National Trust to end trail hunting on its land
THE National Trust, which has properties across the Westcountry, will no longer issue licences for trail hunting on its land, the charity’s board of trustees has announced.
The move comes after a senior huntsman was convicted of telling people to use the sport as a “smokescreen” for illegal fox hunting, and a vote by National Trust members to halt it on the charity’s land.
The activity, in which a scent is laid for hounds and the hunt to follow, has been suspended on Trust land since November, 2020, following a police investigation into webinars by huntspeople discussing the practice.
Mark Hankinson, director of the Masters of Foxhounds Association, was in October found guilty at Westminster Magistrates’ Court of intentionally encouraging huntsmen to use legal trail hunting as “a sham and a fiction” for the unlawful chasing and killing of animals during the webinars.
The huntsman’s illicit advice was exposed after saboteurs leaked footage to police and the media of the online discussions.
Following the conviction, National Trust members ahead of the charity’s annual general meeting voted by 76,816 to 38,184 in favour of banning trail hunting on its land.
Those who proposed the motion on the ban stated “overwhelming evidence leads to the conclusion that ‘trail hunting’ is a cover for hunting with dogs”.
Hunting wild mammals with dogs was banned in England and Wales by the Hunting Act of 2004.
Harry Bowell, National Trust director of land and nature, said: “The board of trustees has carefully considered this issue.
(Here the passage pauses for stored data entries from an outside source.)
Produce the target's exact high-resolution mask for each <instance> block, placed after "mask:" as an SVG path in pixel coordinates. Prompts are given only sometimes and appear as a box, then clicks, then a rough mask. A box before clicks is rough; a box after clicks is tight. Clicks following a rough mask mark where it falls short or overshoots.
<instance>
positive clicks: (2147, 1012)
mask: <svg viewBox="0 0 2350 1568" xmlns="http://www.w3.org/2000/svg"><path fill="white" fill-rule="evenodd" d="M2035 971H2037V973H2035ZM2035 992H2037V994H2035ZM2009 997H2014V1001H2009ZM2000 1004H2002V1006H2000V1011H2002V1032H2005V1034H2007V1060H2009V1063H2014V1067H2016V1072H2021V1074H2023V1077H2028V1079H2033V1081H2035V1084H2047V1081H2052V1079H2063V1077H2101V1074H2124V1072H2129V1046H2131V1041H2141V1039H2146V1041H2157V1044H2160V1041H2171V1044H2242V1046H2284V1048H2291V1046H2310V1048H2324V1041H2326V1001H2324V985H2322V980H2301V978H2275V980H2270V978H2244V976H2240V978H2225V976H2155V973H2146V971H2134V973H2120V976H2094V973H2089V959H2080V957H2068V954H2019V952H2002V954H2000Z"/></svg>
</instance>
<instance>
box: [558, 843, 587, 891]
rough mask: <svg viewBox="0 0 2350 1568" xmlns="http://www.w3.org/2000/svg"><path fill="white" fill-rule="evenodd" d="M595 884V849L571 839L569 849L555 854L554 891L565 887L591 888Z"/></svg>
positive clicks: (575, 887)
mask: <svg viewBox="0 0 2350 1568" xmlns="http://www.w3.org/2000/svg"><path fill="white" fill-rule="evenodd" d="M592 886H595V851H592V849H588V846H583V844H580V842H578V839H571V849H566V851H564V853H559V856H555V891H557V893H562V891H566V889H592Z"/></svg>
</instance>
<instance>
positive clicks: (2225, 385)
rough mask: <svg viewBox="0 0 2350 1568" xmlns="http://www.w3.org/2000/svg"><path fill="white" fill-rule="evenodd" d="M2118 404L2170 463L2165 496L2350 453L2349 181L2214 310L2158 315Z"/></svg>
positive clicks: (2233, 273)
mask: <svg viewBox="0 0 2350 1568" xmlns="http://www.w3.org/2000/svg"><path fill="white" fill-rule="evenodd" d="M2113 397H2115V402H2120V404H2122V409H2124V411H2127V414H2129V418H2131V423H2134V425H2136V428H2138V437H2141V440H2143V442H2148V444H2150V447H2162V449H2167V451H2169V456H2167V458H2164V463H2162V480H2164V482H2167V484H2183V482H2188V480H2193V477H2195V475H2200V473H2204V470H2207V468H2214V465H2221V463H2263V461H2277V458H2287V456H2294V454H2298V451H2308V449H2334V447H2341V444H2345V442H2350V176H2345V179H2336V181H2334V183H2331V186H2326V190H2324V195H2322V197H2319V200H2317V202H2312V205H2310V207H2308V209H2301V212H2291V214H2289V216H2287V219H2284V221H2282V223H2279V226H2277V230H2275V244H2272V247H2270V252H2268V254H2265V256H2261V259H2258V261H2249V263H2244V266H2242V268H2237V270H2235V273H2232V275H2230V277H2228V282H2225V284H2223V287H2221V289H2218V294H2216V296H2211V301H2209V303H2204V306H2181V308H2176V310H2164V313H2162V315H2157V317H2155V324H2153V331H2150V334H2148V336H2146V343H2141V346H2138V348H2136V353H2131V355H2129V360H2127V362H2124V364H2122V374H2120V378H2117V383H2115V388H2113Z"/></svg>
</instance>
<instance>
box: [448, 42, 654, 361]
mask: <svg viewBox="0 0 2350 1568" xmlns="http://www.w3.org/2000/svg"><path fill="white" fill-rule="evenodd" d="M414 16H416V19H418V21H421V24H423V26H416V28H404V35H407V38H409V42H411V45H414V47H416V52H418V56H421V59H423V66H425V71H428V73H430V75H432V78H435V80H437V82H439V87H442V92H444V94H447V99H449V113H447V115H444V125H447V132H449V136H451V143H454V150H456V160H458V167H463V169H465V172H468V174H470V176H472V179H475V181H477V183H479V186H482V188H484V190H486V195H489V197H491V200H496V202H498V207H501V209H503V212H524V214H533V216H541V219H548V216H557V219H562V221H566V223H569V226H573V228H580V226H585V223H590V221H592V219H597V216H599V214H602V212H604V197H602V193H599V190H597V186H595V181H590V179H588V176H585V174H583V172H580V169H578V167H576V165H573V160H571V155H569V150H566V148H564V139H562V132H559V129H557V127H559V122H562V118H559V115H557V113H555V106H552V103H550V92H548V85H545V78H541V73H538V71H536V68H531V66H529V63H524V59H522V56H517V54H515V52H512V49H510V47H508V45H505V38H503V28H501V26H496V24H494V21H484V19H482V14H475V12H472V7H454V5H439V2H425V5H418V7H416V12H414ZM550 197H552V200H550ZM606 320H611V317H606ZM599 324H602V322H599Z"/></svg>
Its decision to issue no further licences for trail hunting is based on a wide range of considerations.
“These include, but are not limited to, a loss of trust and confidence in the MFHA, which governs trail hunting, the vote by National Trust members at our recent AGM, the considerable resources needed to facilitate trail hunting, and the reputational risk of this activity continuing on our land.”
The National Trust, an organisation with nearly six million members, looks after hundreds of thousands of acres of countryside across England, Wales and Northern Ireland.
The League Against Cruel Sports said it would continue to lobby other major landowners such as Forestry England, the Church of England, United Utilities, Crown Estates, national parks authorities, local councils and the Ministry of Defence to follow the lead of the National Trust and Natural Resources Wales.
A spokesperson from the Hunting Office, responsible for the administration of hunting nationally, said the decision was “hugely disappointing” and added: “The board’s decision to prevent a lawful and legitimate activity comes as a result of an engineered campaign by opponents of trail hunting to bully landowners into stopping a lawful activity carried out by the rural community.”
Tim Bonner, chief executive of the Countryside Alliance, said: “The charity claims to be ‘for everyone, for ever’, but by prohibiting a legal activity it has decided it is actually just for those who its board approves of.”